Cosell often complained that he never was accorded the proper respect he deserved, according to several in the small cadre of confidantes with whom he did stay in touch. But in recent weeks, when word began to leak that his condition was deteriorating by the day, there was no question how old friends - even old rivals from other networks - felt about his exalted place in the history of the medium.

“Kicking and screaming, he dragged the industry into responsibility for what was said on the air and for telling the whole story,” said Ted Shaker, former executive producer at CBS Sports who is now head of Sports Illustrated’s television arm. “He upped the ante, he offered the journalistic high-water mark for the industry. That’s his legacy, and it was damned important.”
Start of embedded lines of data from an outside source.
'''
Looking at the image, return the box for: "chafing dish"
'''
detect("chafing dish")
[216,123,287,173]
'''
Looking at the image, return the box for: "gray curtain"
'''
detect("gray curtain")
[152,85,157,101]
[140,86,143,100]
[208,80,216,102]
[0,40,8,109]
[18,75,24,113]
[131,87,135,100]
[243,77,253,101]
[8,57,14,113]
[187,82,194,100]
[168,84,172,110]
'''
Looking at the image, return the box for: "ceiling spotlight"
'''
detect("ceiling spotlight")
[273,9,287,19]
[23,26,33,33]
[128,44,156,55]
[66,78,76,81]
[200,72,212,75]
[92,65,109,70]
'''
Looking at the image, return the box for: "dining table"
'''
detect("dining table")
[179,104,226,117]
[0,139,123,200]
“In the modern era, he was just so unique,” said Dick Ebersol, the current president of NBC Sports who also began as an Olympic researcher for ABC and Cosell in the 1960s. “He got beyond what I’d call the cosmetic world of television, which said you had to look and sound a certain way.

“From the ‘60s to the ‘70s until he left in the mid-80s, it was always substance over style with Howard. He was defined by what he said, not how he looked… . The great sadness is that he was a major figure - he created sports journalism - but his bitterness cut him off from people at a time when the whole world would have been predisposed to honor him.

“He deserved his success. He worked hard for it, but he didn’t get to enjoy his success the way other people did. I’ve been sad he hasn’t been out there receiving his due. For whatever reason, he cut himself off from the world.” Ebersol said he hadn’t seen Cosell since his own 40th birthday party in July 1987, when Cosell showed up as a surprise guest and did a mock interview with him.

O’Neil, who helped edit one of Cosell’s books in the early ‘70s, also lost touch about the same time. His last meeting with the man he worked with for almost 10 years came in the late ‘80s, when O’Neil did an ESPN special picking the top 40 figures in the history of sports. Cosell was in his top five, along with the man who helped make him famous, former heavyweight champion Muhammad Ali.